Markelle Fultz went to college (for one year) at Washington State. He’s going to grad school at the Sixers’ practice facility in Camden.
“I love it really, walking about, having fans here yelling ‘Trust the Process,’ having the team be so young and we have some vets, I feel welcome,” Fultz said this week. “It’s almost like going back to college, having people around all the time. I am excited.”
It’s true, the Sixers’ roster — aside from a handful of veterans like Omeka Okafor, J.J. Redick and Chris Humphries and a few others — resembles a college attendence sheet.

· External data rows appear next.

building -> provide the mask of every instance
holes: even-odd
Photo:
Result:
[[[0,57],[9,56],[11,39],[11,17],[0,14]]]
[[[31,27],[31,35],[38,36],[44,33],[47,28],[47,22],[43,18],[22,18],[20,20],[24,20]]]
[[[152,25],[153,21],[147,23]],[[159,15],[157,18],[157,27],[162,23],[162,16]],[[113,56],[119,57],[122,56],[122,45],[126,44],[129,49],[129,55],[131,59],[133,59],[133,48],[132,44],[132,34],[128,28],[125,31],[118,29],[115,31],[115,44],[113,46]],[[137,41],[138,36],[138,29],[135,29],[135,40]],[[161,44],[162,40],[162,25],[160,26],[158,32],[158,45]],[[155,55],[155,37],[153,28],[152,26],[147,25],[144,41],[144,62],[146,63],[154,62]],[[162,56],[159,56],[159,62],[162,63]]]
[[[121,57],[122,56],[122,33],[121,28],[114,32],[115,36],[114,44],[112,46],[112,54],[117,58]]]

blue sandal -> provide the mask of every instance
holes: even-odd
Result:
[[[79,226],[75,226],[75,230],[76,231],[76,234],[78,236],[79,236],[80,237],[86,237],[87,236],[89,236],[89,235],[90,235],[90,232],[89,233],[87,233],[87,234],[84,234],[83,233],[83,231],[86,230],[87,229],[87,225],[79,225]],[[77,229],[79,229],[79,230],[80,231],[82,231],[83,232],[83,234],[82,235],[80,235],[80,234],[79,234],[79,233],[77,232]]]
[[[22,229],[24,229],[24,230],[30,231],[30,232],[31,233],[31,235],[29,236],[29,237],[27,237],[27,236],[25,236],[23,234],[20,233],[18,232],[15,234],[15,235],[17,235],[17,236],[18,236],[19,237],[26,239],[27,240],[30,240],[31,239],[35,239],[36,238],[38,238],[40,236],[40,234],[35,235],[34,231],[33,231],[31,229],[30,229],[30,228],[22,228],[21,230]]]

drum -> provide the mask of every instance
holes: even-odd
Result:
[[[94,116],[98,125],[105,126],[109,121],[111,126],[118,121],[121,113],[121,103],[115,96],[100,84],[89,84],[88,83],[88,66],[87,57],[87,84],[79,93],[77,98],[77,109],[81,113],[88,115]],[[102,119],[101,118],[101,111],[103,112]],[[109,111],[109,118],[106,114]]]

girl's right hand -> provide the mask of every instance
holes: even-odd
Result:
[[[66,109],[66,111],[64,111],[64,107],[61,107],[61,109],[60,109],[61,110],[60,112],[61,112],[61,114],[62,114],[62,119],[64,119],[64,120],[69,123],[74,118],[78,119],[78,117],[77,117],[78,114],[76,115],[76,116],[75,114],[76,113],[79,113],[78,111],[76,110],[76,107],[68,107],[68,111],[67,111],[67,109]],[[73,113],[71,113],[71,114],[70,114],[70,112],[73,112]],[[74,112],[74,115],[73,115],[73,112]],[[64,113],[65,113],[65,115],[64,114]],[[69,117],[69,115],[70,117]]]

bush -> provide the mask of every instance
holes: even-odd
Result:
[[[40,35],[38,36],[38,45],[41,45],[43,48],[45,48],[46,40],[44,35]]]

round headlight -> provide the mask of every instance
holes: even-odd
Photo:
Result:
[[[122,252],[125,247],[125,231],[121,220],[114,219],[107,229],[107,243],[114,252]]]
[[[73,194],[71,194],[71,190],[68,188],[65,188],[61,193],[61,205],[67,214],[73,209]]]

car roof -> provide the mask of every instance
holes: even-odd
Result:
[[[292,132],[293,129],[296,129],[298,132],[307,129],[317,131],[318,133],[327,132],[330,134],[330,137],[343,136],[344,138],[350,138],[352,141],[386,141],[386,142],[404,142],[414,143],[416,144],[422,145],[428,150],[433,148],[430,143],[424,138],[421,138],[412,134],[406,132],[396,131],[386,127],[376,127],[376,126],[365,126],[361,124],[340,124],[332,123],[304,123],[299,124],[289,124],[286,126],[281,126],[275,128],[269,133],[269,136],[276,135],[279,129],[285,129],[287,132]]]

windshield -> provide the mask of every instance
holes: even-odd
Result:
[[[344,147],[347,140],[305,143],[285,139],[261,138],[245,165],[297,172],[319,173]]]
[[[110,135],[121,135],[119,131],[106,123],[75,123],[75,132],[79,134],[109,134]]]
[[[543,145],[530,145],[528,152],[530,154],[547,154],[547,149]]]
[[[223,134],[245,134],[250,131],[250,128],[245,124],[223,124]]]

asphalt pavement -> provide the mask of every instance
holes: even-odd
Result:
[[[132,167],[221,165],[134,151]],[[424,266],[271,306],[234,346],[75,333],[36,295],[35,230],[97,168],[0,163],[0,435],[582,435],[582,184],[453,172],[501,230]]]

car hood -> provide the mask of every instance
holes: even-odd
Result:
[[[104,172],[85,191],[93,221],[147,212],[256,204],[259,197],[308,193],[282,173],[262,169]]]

A total of 11 — out of 20 — players on the training camp roster are college age, surely making Philly one of the youngest teams in the NBA for the fourth straight year.
Even Ben Simmons, who famously criticized the NBA’s one-and-done policy over a year ago before he was drafted first overall agreed it was a college environment. One can only assume he was talking about the camaraderie, not going to class.
“It’s easy for us to relate because we are younger,” Simmons said, likely also referring to Joel Embiid, Jahlil Okafor, Justin Anderson, Furkan Korkmaz and other players in their early twenties. “It could be anything from cars to haning out, and having that chemistry for us is great.”
One of the team’s most experienced veterans, Amir Johnson, became the last player drafted out of high school back in 2005. He knows what it’s like to be young and in the NBA, and it was the youth culture as well as the team’s potential that attacted him to sign here.
“We are a team thats definitely on the rise,” Johnson said. “We definitely have goals set on this team and it’s a team that has been on their heals for the last couple years and are hungry. Hungry to win just like the city is. I feel the buzz around the city man, going to Target or WalMart people are yelling ‘Trust the Process!'”
Johnson also agrees with Simmons about college basketball’s one-and-done requirement.
“You can always take online classes like I did,” he said. “If you’ve got it you’ve got it.”